Os piores retrocessos obtidos em relação à luta pela legalização do aborto ocorreram sob o governo Lula e podem se aprofundar sob o governo de Dilma. Lula assinou o Acordo Brasil Vaticano, que assegura o compromisso de o Brasil não aprovar a legalização do aborto, prática condenável pela Igreja Católica. Durante a disputa eleitoral, Dilma Roussef assinou uma carta em que se comprometia com setores religiosos e abandonava sua posição de defesa da legalização do aborto. Agora, tramita no Congresso Nacional um projeto (elaborado por um deputado do PT) que quer recuar inclusive do direito que as mulheres tem hoje de realizar o aborto em casos de estupro.

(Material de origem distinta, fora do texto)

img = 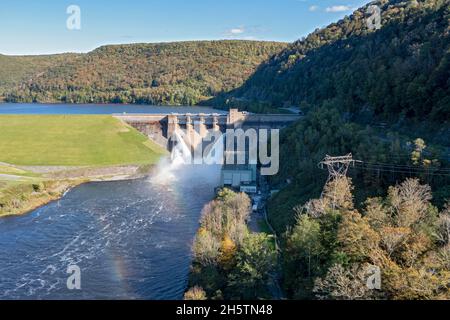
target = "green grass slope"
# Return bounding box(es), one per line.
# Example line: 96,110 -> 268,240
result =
0,115 -> 165,166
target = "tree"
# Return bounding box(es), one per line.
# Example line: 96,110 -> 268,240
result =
387,178 -> 433,228
379,226 -> 410,258
336,210 -> 380,263
313,264 -> 377,300
188,189 -> 253,299
227,233 -> 276,299
193,227 -> 220,267
284,176 -> 450,300
287,214 -> 323,277
411,138 -> 427,165
436,202 -> 450,245
364,197 -> 390,231
184,286 -> 207,300
219,235 -> 237,271
322,177 -> 355,211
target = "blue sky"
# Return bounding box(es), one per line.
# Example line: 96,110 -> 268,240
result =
0,0 -> 369,55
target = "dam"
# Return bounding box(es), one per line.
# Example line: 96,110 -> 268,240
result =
115,109 -> 301,193
114,109 -> 302,150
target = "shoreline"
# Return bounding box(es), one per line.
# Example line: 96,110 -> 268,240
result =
0,163 -> 158,219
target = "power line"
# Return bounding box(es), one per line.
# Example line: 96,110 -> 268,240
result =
317,155 -> 450,177
357,162 -> 450,171
352,162 -> 450,177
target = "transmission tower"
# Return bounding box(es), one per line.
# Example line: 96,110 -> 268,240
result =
319,154 -> 360,184
318,154 -> 362,207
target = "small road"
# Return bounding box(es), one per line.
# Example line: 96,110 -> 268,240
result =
256,175 -> 285,300
0,174 -> 23,181
248,207 -> 262,233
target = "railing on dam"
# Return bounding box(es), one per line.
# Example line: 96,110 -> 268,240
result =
113,108 -> 301,127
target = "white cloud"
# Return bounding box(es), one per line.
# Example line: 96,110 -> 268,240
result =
325,5 -> 352,13
309,5 -> 319,12
224,26 -> 264,40
229,28 -> 245,35
242,36 -> 258,40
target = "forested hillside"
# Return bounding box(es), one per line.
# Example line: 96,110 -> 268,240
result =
0,53 -> 80,97
1,41 -> 286,105
247,0 -> 450,234
213,0 -> 449,123
230,0 -> 450,300
269,106 -> 449,232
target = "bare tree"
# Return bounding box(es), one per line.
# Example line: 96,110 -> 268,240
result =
388,179 -> 432,228
364,197 -> 391,231
380,227 -> 410,257
322,177 -> 355,211
313,264 -> 376,300
193,229 -> 220,266
436,202 -> 450,245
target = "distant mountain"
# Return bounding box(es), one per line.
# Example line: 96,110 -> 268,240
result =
0,41 -> 287,105
214,0 -> 449,123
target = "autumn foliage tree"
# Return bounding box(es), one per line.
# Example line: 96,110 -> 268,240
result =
286,177 -> 450,300
188,189 -> 278,299
184,286 -> 207,301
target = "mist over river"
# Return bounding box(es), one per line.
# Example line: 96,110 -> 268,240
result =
0,163 -> 221,300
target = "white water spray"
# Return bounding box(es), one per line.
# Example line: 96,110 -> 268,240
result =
152,129 -> 222,185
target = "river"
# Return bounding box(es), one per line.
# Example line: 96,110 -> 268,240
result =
0,104 -> 223,299
0,163 -> 221,300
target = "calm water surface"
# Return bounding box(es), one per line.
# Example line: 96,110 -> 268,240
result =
0,103 -> 225,115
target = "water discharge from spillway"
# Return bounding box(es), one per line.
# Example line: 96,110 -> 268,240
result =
154,128 -> 223,186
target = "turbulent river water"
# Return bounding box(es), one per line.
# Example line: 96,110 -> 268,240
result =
0,162 -> 221,300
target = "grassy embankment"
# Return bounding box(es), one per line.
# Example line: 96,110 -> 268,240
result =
0,115 -> 166,217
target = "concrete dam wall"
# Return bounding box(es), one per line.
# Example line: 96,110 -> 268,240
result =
114,109 -> 302,151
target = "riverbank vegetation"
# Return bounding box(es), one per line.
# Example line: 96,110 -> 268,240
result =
0,163 -> 152,218
187,177 -> 449,300
0,162 -> 78,217
0,177 -> 82,217
186,189 -> 277,300
0,41 -> 286,105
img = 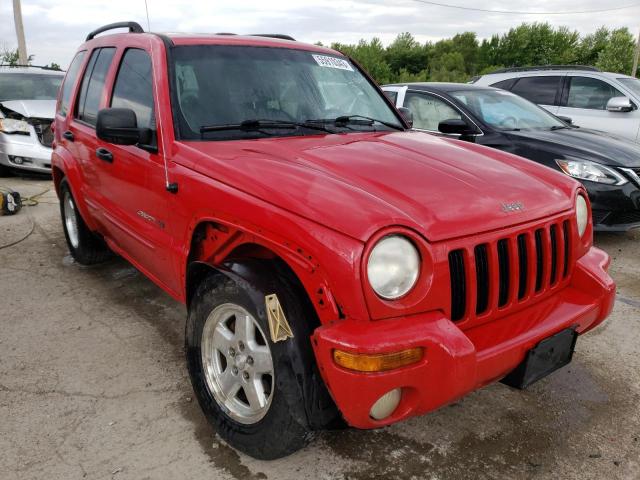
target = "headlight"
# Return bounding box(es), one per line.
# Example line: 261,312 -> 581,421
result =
367,235 -> 420,299
0,118 -> 30,134
556,159 -> 627,185
576,195 -> 588,237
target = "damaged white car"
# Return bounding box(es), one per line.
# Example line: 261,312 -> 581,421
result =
0,66 -> 64,175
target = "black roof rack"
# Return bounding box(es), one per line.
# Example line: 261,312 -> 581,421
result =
86,21 -> 144,41
489,65 -> 600,74
250,34 -> 296,41
0,63 -> 64,71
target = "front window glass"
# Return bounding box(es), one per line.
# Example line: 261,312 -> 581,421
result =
76,47 -> 116,126
111,49 -> 155,129
567,77 -> 624,110
171,45 -> 402,140
0,72 -> 63,102
617,77 -> 640,98
451,89 -> 564,131
404,91 -> 462,131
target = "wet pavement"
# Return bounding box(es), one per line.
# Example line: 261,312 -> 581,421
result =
1,175 -> 639,479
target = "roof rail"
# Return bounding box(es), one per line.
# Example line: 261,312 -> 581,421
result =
86,21 -> 144,41
489,65 -> 600,74
250,34 -> 296,41
0,63 -> 65,71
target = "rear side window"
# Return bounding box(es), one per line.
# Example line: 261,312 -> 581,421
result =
566,76 -> 624,110
58,51 -> 86,116
76,47 -> 116,126
110,49 -> 154,129
490,78 -> 517,90
511,76 -> 561,105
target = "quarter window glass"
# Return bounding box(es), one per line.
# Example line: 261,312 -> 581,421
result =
383,90 -> 398,104
511,76 -> 561,105
58,51 -> 86,116
490,78 -> 517,90
404,92 -> 461,131
76,47 -> 115,126
567,77 -> 624,110
111,49 -> 154,129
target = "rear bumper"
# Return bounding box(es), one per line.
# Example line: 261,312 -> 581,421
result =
312,246 -> 614,429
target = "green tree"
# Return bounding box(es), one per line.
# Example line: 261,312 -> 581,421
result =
1,47 -> 34,66
595,28 -> 635,74
384,32 -> 430,75
332,38 -> 393,84
44,62 -> 62,71
575,27 -> 610,65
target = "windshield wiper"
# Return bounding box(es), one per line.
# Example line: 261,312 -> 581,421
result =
550,125 -> 570,131
309,115 -> 404,131
199,119 -> 336,135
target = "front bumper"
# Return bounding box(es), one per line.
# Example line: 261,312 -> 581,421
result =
586,179 -> 640,232
0,130 -> 53,173
312,247 -> 614,429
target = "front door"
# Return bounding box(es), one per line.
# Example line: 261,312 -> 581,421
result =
97,47 -> 175,292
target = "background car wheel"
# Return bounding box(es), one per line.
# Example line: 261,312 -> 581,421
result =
186,264 -> 337,459
59,178 -> 111,265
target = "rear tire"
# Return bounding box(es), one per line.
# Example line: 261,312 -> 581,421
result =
59,178 -> 111,265
186,265 -> 333,459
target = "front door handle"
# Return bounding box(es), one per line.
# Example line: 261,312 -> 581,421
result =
62,130 -> 74,141
96,147 -> 113,163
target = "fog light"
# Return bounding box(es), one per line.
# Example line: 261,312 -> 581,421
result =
370,388 -> 401,420
9,155 -> 23,165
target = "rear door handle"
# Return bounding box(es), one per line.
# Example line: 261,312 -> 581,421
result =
62,130 -> 74,141
96,147 -> 113,163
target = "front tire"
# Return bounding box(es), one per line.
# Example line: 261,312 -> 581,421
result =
59,178 -> 111,265
186,267 -> 328,459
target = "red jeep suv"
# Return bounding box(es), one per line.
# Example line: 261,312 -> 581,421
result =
52,22 -> 615,459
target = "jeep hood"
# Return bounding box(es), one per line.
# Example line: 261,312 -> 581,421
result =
181,131 -> 577,242
0,99 -> 55,119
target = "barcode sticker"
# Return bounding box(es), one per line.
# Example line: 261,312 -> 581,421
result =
312,55 -> 354,71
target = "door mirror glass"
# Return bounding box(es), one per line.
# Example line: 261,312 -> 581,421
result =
398,107 -> 413,128
96,108 -> 151,145
438,118 -> 476,136
606,96 -> 634,113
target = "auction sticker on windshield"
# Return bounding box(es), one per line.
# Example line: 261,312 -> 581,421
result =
312,55 -> 354,71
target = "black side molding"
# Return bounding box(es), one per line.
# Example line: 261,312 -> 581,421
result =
86,22 -> 144,41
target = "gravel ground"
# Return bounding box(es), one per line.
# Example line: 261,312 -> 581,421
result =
1,175 -> 639,480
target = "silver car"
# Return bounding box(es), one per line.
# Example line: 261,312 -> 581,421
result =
0,66 -> 64,174
472,66 -> 640,143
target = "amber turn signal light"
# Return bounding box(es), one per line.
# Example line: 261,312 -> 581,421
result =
333,347 -> 423,372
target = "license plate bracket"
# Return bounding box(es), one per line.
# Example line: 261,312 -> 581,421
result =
501,327 -> 578,389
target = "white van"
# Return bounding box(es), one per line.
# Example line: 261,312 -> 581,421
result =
472,66 -> 640,142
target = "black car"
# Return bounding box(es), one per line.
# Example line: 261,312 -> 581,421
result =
383,82 -> 640,232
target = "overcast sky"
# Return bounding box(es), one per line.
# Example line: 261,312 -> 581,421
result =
1,0 -> 639,68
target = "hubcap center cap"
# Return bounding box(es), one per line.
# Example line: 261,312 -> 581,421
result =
235,354 -> 248,370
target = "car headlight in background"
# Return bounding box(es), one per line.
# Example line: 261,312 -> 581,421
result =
367,235 -> 420,299
576,195 -> 589,237
556,159 -> 627,185
0,118 -> 30,135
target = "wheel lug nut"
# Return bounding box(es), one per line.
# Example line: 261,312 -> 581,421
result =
238,341 -> 245,351
242,371 -> 249,380
232,367 -> 238,375
228,347 -> 235,357
247,356 -> 254,365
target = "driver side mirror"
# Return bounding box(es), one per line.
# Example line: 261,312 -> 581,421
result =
606,96 -> 634,113
438,118 -> 477,136
96,108 -> 152,146
398,107 -> 413,128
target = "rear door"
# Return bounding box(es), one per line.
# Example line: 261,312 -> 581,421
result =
68,47 -> 116,224
97,47 -> 174,289
556,74 -> 640,140
509,75 -> 562,114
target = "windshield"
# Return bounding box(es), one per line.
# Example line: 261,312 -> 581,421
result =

Essas informações revelam que precisamos marchar. Marchar e lutar para destruir um sistema que acaba com a vida das mulheres trabalhadoras e da classe trabalhadora de conjunto. Mas também revelam que não podemos marchar em direção ao Palácio do Planalto para abraçar a presidenta. Não basta ser mulher, como Dilma, ou um ex-operário, como Lula. É preciso defender com coerência os direitos dos trabalhadores e trabalhadoras.
O Movimento Mulheres em Luta está ao lado da luta das margaridas, trabalhadoras, mães, filhas que transformam seu suor em lucro dos grandes latifundiários, banqueiros e empresários de nosso país. Mas não acreditamos que o caminho é a subserviência aos governos, como quer a direção das organizações que encabeçam a Marcha das Margaridas.
Acreditamos no caminho da luta ao lado da classe trabalhadora. Por isso estivemos em Brasília no dia 24 de agosto, junto à CSP Conlutas, ao Movimento dos Trabalhadores Rurais sem Terra (MST), ao Movimento dos trabalhadores sem Teto (MTST), à Intersindical, enfim, às organizações que neste momento se mostram mais coerentes com a defesa da classe trabalhadora e com a luta pelas transformações que nosso país precisa.